Lebaran; Tradisi Mudik dan Syawalan Untuk Keshalehan Sosial

Foto bersama kaum kerabat dan tetangga dalam moment mudik lebaran Idul Fitri 1443 H di Kecamatan Kotanopan, Kabupaten Mandailing Natal, Sumatera Utara.

LEBARAN atau Hari Raya Idul Fitri punya arti dan makna yang sangat mendalam bagi umat muslim diseluruh penjuru dunia, setelah melakukan puasa selama satu bulan penuh, dimana setiap amalan kita dilipat gandakan pahalanya oleh Allah SWT, seperti harapan untuk mendapatkan Lailatul Qadr yang pahalanya setara dengan seribu bulan, orang-orang berlomba membagikan takjil (hidangan berbuka puasa),dari masjid hingga perempatan lampu-lampu merah pinggir jalan.

Semuanya bersuka ria, aktifitas Ramadhan itu dilengkapi dengan pemberian zakat fitrah, yang mampu memberikan kepada golongan mustad’afin agar tetap dapat tersenyum bahagia dibulan yang Fitri yaitu Hari Raya kemenangan bagi umat muslim, hari dimana kita berusaha untuk meraih derajat taqwa dan kembali untuk membuka lembaran baru seperti kertas kosong yang perlu diisi dengan amalan-amalan baik persiapan menuju akhirat nanti.

Bacaan Lainnya

Hasil survei Balitbang Jumlah pemudik di Indonesia pada Lebaran 2022 ini diperkirakan sebanyak 85 juta pemudik. Angka yang demikian pantastis itu kiranya dapat memberikan perubahan besar bagi kalangan muslim Indonesia dari kota hingga ke pelosok desa.

Adakah yang bertanya tentang perubahan seperti apa dan bagaimana yang dimaksud ?

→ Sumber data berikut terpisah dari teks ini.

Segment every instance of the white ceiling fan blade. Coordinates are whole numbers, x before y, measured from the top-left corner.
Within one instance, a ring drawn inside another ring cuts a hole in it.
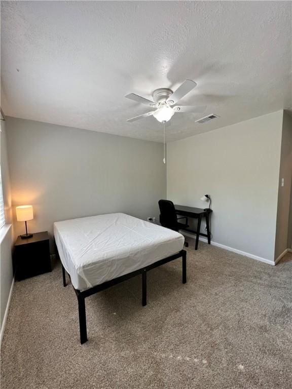
[[[179,113],[179,112],[184,113],[185,112],[193,112],[195,113],[200,113],[201,112],[204,112],[206,108],[207,107],[206,105],[202,106],[193,105],[176,105],[175,107],[173,107],[173,109],[174,110],[174,112],[176,113],[177,112],[178,113]]]
[[[169,96],[166,101],[170,105],[173,105],[176,102],[180,100],[187,93],[189,93],[192,89],[197,86],[197,83],[193,81],[192,80],[186,80],[184,83],[182,83],[180,87],[175,91],[172,94]]]
[[[134,118],[131,118],[130,119],[127,119],[127,122],[135,122],[135,120],[139,120],[139,119],[142,119],[143,118],[146,118],[147,116],[151,116],[153,114],[153,112],[154,112],[154,111],[148,112],[147,113],[143,113],[142,115],[135,116]]]
[[[151,100],[145,99],[140,96],[135,95],[135,93],[130,93],[129,95],[126,95],[125,97],[130,100],[133,100],[134,101],[137,101],[138,103],[145,104],[146,105],[150,105],[151,107],[157,107],[158,105],[154,101],[151,101]]]

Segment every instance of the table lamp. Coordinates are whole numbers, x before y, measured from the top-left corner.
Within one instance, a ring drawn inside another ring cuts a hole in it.
[[[209,208],[205,208],[204,210],[204,211],[209,211],[211,208],[211,198],[210,197],[209,194],[205,194],[204,196],[202,196],[201,198],[201,200],[202,201],[209,201],[210,202],[209,203]]]
[[[25,234],[20,235],[21,239],[27,239],[28,238],[31,238],[33,234],[27,234],[26,222],[27,220],[31,220],[33,219],[32,206],[21,205],[20,207],[16,207],[16,219],[18,221],[25,222]]]

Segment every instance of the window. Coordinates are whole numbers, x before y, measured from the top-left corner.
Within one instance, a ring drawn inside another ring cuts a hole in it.
[[[2,190],[2,177],[0,167],[0,228],[5,224],[5,213],[4,211],[4,202],[3,201],[3,191]]]

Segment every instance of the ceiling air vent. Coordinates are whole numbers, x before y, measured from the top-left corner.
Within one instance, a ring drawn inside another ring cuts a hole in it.
[[[196,122],[197,123],[205,123],[207,122],[209,122],[210,120],[215,119],[216,118],[219,118],[219,116],[217,116],[217,115],[214,115],[213,113],[212,113],[211,115],[208,115],[208,116],[205,116],[204,118],[202,118],[201,119],[199,119],[199,120],[196,120]]]

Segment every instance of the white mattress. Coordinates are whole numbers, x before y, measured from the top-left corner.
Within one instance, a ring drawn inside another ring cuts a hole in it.
[[[75,289],[85,290],[176,254],[178,232],[124,213],[54,223],[63,266]]]

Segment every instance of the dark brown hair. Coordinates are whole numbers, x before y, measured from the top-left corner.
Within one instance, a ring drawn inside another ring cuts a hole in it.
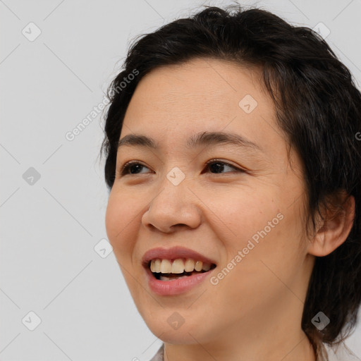
[[[341,342],[353,329],[361,300],[361,94],[349,70],[311,29],[259,8],[207,6],[142,35],[130,47],[123,70],[108,90],[101,154],[105,151],[109,190],[123,121],[137,83],[152,69],[195,58],[262,70],[279,128],[303,163],[307,217],[314,229],[321,207],[337,206],[330,195],[343,190],[355,197],[351,231],[330,255],[316,257],[305,302],[302,329],[322,355],[322,342]],[[321,331],[311,322],[319,311],[331,320]]]

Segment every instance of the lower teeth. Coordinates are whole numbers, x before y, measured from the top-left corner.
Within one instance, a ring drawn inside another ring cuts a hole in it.
[[[189,276],[176,276],[175,277],[167,277],[166,276],[159,276],[161,281],[171,281],[173,279],[184,279],[185,277],[189,277]]]
[[[171,276],[164,276],[161,274],[153,274],[155,276],[155,278],[157,279],[159,279],[160,281],[173,281],[175,279],[184,279],[185,277],[189,277],[190,276],[192,276],[194,274],[201,274],[204,271],[192,271],[192,272],[185,272],[188,274],[181,274],[179,276],[177,276],[176,274],[172,274]],[[169,275],[169,274],[166,274]]]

Pertama, tentu perubahan sikap dan perilaku kearah yang lebih baik karena Ramadhan adalah bulan tarbiyah untuk menempa diri berlaku adil, jujur, empati dan peduli terhadap sesama. Tentu kita akan merasakan hal yang sama tentang itu dimana dalam berpuasa kita menahan hawa nafsu untuk tidak makan dan minum serta tidak mengedepankan ego dalam berperilaku. Kita harus jujur pada diri dan Tuhan sang Pencipta apakah sebenarnya kita ini sedang berpuasa atau lagi bersandiwara berpura-pura puasa, atau hanya sebatas mendapatkan rasa haus dan lapar tanpa pahala di Sisi Allah SWT karena kita tidak menjaga kualitas ibadah, pasca puasa masihkan kita ingat demikian ini?

Kedua, Antusiasme mudik setiap tahunnya menunjukkan bahwa kita bukanlah orang yang lupa diri, lupa terhadap orangtua, kerabat dan kampung halaman. Ada keinginan untuk silaturrahim, meminta maaf secara langsung, serta takziah mendoakan kaum kerabat di depan pusara orang yang kita cintai, di bulan Syawal yang penuh hikmat ini juga umat muslim melakukan banyak ritual dan kearifan yang berbeda satu sama lainnya untuk terus menjalin hubungan baik terhadap sesama, seperti tradisi Halal bi Halal, Pemberian THR, Menghias Rumah dan Memasak Makanan berupa roti dan kue dari penganan tradisional hingga modern, semuanya untuk menjamu tamu yang dekat maupun jauh disaat lebaran.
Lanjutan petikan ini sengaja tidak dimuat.